Tuesday, February 15, 2011

Tuesday Tidbits

President Obama released his Fiscal Year 2012 budget yesterday. In the reductions and savings section, you will find the following proposal under the heading Reductions: Health Care (Pharmaceutical Proposals):
FEHB Program Pharmacy Benefit Contracting.  Under current law, health plans participating in
the Federal Employee Health Benefits (FEHB) program contract with pharmacy benefits managers who negotiate prices with drug manufacturers and pharmacies on behalf of their enrollees.  Under the current contracting arrangement, prescription drug costs have risen significantly and now consume roughly 30 percent of total FEHB program expenditures.  Under the Administration proposal, the Office of Personnel Management would be given authority to streamline pharmacy benefit contracting within the FEHB program and leverage enrollees' purchasing power to reduce costs and obtain greater value for enrollees.
With all due respect to the Government, the FEHBlog notes that drug costs are a significant percentage of all health plan costs.

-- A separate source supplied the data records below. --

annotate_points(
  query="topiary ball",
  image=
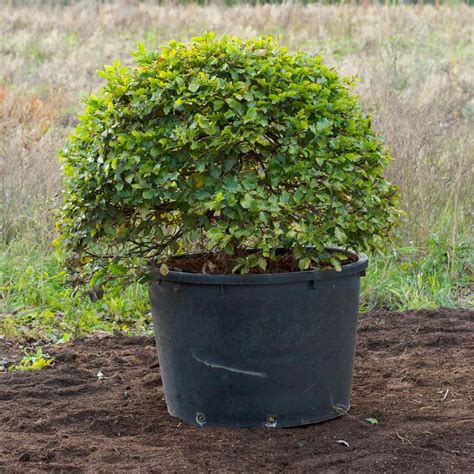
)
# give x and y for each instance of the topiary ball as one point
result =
(231, 147)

In particular, the FEHB Program sees a particularly high percentage because 1/2 of FEHBP enrollees are annuitants and a large percentage of those annuitants are over age 65 and have primary health insurance coverage under Medicare Part A (hospital care) or Medicare Part A and B (physician and other health care provider services). FEHB Program annuitants typically do not opt for Medicare Part D prescription drug coverage. For these people, perhaps 25% of the total enrollment (the FEHBlog needs to track down that figure), Medicare pays the lion's share of their hospital bills while the FEHB plans pay the lions share, if not all, of their pharmacy bills. It's the demographics. The FEHBlog thinks that the plans are doing a good job providing prescription drug coverage to enrollees at a reasonable cost considering the demographics.

Here's a link to the Administration's discussion of OPM's proposed FY 2012 budget.

The FEHBlog recently noticed that the OPM Inspector General has posted its semi-annual report to Congress for the period ended September 30, 2010.

Business Insurance discusses an interesting bounce of the Affordable Care Act ball. While the ACA amended the Internal Revenue Code to exclude from an employee's income the cost of covering children up to age 27, that tax exemption does not automatically find its way into all tax codes. The FEHBlog found this Arlen Group report identifying the states, including California, with a disconnect. The Business Insurance report concludes
Employers with employees in nonconforming states will have to decide what approaches to take, consultants say. Some may wait and hope their states take action to bring state law into line with federal law on the issue.
“There is still sufficient time for states to act for 2011,” Aon Hewitt's Mr. Piro said.
One such employer is the U.S. Government. Federal employees are not exempt from state income taxes on their federal salaries.

This AMA News article is fun reading, at least to the FEHBlog.
Physicians who are outside big insurers' networks in several states can expect health plans to pay even less of the cost of their services as Medicare rates replace fee schedules based on "usual, customary and reasonable" rates, doctors organizations say.
The AMA danced on the grace that it dug for the Ingenix usual reasonable and customary databases. Be careful what you wish for. In the FEHBlog's view, insurer reliance on the Medicare resource based relative value fee schedules make perfect sense. What's more, doctors offices are familiar with those schedules which have been around since the early 1990s. That's bending the cost curve down.